The story of deep skepticism about the outcome of the election was in many ways nourished by the relative indeterminacy of possible outcomes for 2020, all of them hinging on battleground states that would push the electoral college one way or another. If the process seemed to remove the voting systems from the voters, the unfounded conspiracy theory Ramsland endorsed and boosted trotted out the shaky foundations of democratic institutions with readiness to defend the outcome they sought–and seemed to find consolation in an iconic map that painted these “swing” states a uniform red.
The fetishization of these deeply unstable and diverse states as uniformly “red”–and red as the identity that must be defended against the misinterpretation of magically “reassigned” surplus votes, performed by software in offshore databases run by multinationals, suggested the danger of diminishing the “red map” that Republicans have long dedicated themselves to enshrine–a map that has become so iconic since the 2016 Presidential election to seem like destiny to enter the once-hallowed walls of the West Wing of the White House among other furnishings quite early in the Trump Presidency–

–as if to preserve that magic moment of Election night that was such a surprise on national TV, even if, as has been widely observed far, far beyond this blog, and since Trey Yingst tweeted the image back in May, 2017, the choropleth is far from suited to represent popular consensus or the massive adulation he craves, as it erased the actual presence of voters, in favor of a snazzy graphic, made to shock for TV.

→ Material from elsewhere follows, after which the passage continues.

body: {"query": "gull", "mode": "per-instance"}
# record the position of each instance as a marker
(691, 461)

If Trump might have been better off ignoring the red state-blue state divide as an inherent part of our political topography, the choropleth that purported to find continuity and coherence among states as a reflection of consensus became a favorite handout of the early Trump years, one given out to visitors as if to remind them who is now in charge. Yet the surety of this red consensus now comes to haunt the news media again, and can, we hope, no longer be so readily recast as if it were truth, not propaganda, hung on the walls of the White House as a poster and dispensed to visitors to mask the President’s own insecurity at having lost the popular vote.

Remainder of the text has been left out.